Harold Caroll, Nova Scotia’s director of parks, said the popular trail was so heavily damaged by post-tropical storm Arthur July 5, it wasn’t safe to use in the weeks after the storm.
“Cape Split trail is basically closed until we get the clean up done,” Caroll said July 21.
Work began at the site July 26. Burton's Towering Tree Services, of Aylesford, was awarded the contract for the work July 25 through a tender process. It’s hoped that the work could be completed around Aug. 1.
The public is being asked to stay away from Cape Split while work is underway. Canning firefighters expressed concern earlier this month that hikers were still entering the trail system, despite the warning signs.

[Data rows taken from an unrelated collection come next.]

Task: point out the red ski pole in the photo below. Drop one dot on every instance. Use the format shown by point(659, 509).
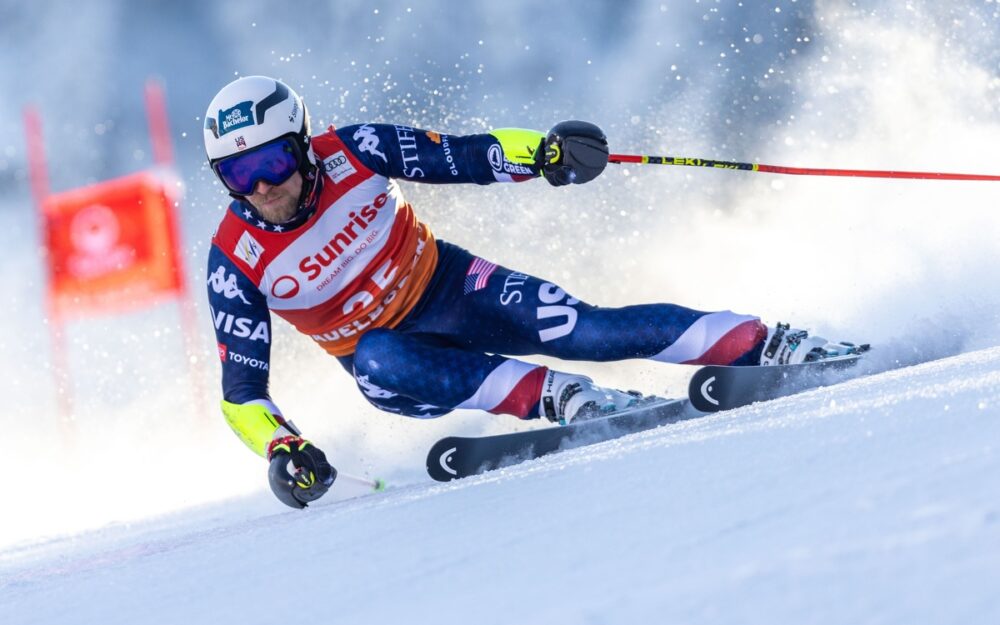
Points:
point(800, 171)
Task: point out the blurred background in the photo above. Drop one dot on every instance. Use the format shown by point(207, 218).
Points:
point(907, 265)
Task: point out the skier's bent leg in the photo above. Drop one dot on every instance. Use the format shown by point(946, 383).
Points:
point(424, 376)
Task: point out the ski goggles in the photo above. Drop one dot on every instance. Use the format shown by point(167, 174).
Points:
point(273, 162)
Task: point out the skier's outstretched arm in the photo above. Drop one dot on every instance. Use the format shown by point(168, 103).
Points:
point(572, 152)
point(299, 472)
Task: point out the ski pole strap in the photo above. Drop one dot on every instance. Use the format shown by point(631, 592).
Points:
point(685, 161)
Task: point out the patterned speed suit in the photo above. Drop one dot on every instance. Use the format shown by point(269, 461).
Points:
point(423, 325)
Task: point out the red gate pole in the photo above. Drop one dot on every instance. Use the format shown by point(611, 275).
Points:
point(38, 176)
point(159, 134)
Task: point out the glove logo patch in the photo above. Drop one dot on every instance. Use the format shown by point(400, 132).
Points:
point(504, 169)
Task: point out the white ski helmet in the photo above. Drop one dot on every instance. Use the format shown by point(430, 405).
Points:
point(251, 112)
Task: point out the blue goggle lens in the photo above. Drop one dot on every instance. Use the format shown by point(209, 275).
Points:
point(274, 163)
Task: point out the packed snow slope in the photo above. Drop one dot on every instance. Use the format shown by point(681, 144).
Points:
point(870, 502)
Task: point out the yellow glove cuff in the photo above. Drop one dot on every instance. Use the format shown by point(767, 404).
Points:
point(253, 423)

“We have barricaded the site off, we’ve put signs up that it’s closed,” Caroll said of the safety risk. “We hope people will respect we’re asking people to stay away.”
He asked for trail users' and the Scott’s Bay community’s patience with the pace of the work.
“It’s not your traditional cleanup as we’re not going to use large harvesting machines,” Caroll said. “We want to protect the integrity of the trail.”
And the work needed is extensive, he said.
“There are trees down across the trail from one end to the other,” of the approximately seven-kilometre route, Caroll said. “Most of the damage and the safety issue is from trees overhanging the trails, branches that are off, trees blocking the trail.”
No material will be removed from the park, he added, and DNR does not consider the blow-downs a fire hazard.